Estevao Toniato

Personal information
- Full name: Estevao Alvarenga Toniato
- Date of birth: 6 April 1979 (age 47)
- Place of birth: Brazil
- Position: Defender

Senior career*
- Years: Team / Apps / (Gls)
- -2000: Clube Atlético Mineiro
- 1999-2000: Uberlândia Esporte Clube→(loan)
- 2000: Social Futebol Clube
- 2001: S.L. Benfica / 0 / (0)
- 2001: Associação Desportiva Ferroviária Vale do Rio Doce
- 2001: Entrerriense Futebol Clube
- 2002-2003: Rio Branco Atlético Clube
- 2004: Sport Club do Recife
- 2004: Rio Branco Atlético Clube
- 2005: Império Toledo de Futebol
- 2005: Estrela do Norte Futebol Clube
- 2005-2009: Stade Tunisien
- 2009: Beijing Renhe F.C. / 26 / (0)
- 2010-2011: Rio Branco Atlético Clube
- 2012: Real Noroeste Capixaba Futebol Clube

= Estevão Toniato =

Brazilian footballer (born 1979)

Estevão Alvarenga Toniato (born 6 April 1979 in Brazil) is a Brazilian retired footballer who last played for Real Noroeste Capixaba Futebol Clube in his home country.

==Career==
Toniato started his senior career with Clube Atlético Mineiro.

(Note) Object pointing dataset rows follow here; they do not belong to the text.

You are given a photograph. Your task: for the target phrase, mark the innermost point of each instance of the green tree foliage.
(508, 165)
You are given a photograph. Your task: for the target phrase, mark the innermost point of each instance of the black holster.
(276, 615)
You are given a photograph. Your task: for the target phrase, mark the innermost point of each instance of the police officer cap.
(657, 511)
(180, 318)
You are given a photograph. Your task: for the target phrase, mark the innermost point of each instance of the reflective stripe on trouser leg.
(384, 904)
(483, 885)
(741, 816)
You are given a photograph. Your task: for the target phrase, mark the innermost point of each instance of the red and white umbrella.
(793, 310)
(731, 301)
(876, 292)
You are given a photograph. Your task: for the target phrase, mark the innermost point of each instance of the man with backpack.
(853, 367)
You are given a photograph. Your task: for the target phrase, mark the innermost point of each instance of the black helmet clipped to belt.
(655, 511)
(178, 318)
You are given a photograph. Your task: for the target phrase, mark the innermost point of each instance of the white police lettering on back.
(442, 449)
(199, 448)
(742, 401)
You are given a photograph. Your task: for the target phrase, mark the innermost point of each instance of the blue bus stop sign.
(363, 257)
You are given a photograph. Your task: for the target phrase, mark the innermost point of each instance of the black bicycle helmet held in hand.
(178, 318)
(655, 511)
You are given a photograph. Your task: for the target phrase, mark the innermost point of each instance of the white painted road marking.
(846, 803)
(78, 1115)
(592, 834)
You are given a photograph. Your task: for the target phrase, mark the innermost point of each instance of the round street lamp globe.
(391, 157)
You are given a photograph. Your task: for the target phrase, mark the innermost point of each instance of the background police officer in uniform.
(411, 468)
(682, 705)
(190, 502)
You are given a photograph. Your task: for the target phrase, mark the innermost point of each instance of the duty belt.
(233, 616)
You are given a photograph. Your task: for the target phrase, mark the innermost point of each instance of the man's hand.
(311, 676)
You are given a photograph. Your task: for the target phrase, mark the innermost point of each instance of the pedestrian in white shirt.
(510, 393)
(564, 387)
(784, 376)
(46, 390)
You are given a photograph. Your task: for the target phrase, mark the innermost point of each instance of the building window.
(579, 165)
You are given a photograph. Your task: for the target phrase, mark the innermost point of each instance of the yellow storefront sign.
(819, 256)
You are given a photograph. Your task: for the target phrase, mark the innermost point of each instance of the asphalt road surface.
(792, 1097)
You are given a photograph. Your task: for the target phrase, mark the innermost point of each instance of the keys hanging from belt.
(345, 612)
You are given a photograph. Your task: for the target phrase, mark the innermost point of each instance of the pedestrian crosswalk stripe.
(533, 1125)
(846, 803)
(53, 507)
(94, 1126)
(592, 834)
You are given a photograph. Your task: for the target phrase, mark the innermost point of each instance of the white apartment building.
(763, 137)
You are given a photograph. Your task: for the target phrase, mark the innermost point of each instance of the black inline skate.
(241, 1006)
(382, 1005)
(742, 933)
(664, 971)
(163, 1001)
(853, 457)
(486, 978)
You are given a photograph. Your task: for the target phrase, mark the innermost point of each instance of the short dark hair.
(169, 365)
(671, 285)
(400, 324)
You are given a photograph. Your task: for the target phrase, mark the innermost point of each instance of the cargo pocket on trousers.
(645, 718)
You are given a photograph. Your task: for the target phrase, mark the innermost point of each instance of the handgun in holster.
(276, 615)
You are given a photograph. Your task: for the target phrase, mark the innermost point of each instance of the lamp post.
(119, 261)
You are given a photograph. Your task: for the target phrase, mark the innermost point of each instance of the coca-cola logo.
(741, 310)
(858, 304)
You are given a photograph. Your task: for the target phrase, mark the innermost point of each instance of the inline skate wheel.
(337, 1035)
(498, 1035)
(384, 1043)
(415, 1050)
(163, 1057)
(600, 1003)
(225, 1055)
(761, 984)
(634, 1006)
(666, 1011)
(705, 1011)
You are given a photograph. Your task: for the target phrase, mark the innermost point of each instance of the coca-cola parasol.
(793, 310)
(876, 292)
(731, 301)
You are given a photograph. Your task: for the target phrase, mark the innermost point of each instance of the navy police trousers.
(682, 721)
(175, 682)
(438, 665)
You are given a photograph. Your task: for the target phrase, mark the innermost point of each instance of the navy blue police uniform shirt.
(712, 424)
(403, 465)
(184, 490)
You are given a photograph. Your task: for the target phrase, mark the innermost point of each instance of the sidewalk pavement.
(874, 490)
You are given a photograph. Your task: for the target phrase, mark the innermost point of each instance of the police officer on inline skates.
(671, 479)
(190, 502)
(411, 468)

After that, he played for Uberlândia Esporte Clube, Social Futebol Clube, S.L. Benfica, Associação Desportiva Ferroviária Vale do Rio Doce, Entrerriense Futebol Clube, Rio Branco Atlético Clube, Sport Club do Recife, Império Toledo de Futebol, Estrela do Norte Futebol Clube, and Stade Tunisien. In 2009, he signed for Beijing Renhe in the Chinese Super League, where he made twenty-six league appearances and scored zero goals.